When she questioned his fidelity, he said she was a loser,
though he was the real lowlife—a bully and a bruiser.
“We’re not a pair,” he snapped at her. “I never took an oath
that I would be true to you, in fact, I’m rather loath
to say that when I married you, it wasn’t a mistake.
The only thing I liked about it was the wedding cake!

I’d had a few too many the day that we were hitched
and ever since we had the kids, you have bitched and bitched.
You like to snap my head off If I partake with the boys
and come home after midnight. If I make the slightest noise
and if I wake the kids up, well, so what? They’re my kids, too.
Perhaps they’d like to spend some time with me instead of you.
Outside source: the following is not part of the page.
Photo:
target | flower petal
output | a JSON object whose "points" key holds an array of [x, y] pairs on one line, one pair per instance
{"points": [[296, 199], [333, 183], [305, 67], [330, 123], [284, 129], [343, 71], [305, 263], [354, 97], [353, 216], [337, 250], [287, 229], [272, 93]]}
So what if it is 3 a.m.? Tomorrow we’ll sleep in.
You’d think that playing with your kids past midnight is a sin!!!!
The way to keep your man is to practice your felicity.
Instead of gripes, I’d like to see some wifely elasticity.
I always was a party guy. I always was a rover.
If you expect much more of me, my time with you is over.”

To Which She Answered:

The kids are at my mother’s, your packed bag in the garage.
Almost from the beginning, our marriage was a mirage.
I’ve called the man to change the locks. I’ve closed our bank account.
There’s money in your suitcase—a very small amount.
My father bought our house and my salary, at best,
is what was in the bank account. You drank up all the rest.

So what if it is 3 a.m.? You’re used to nighttime games.
Check your little black book. It’s sure to yield some names.
If you’ve had too much to drink, it’s best you don’t drive far,

but I’m sure that you’ll be comfy sleeping in the car.
I’ve decided to withdraw from marital complicity,
and that will bring you what you want. In short, your wife’s felicity!!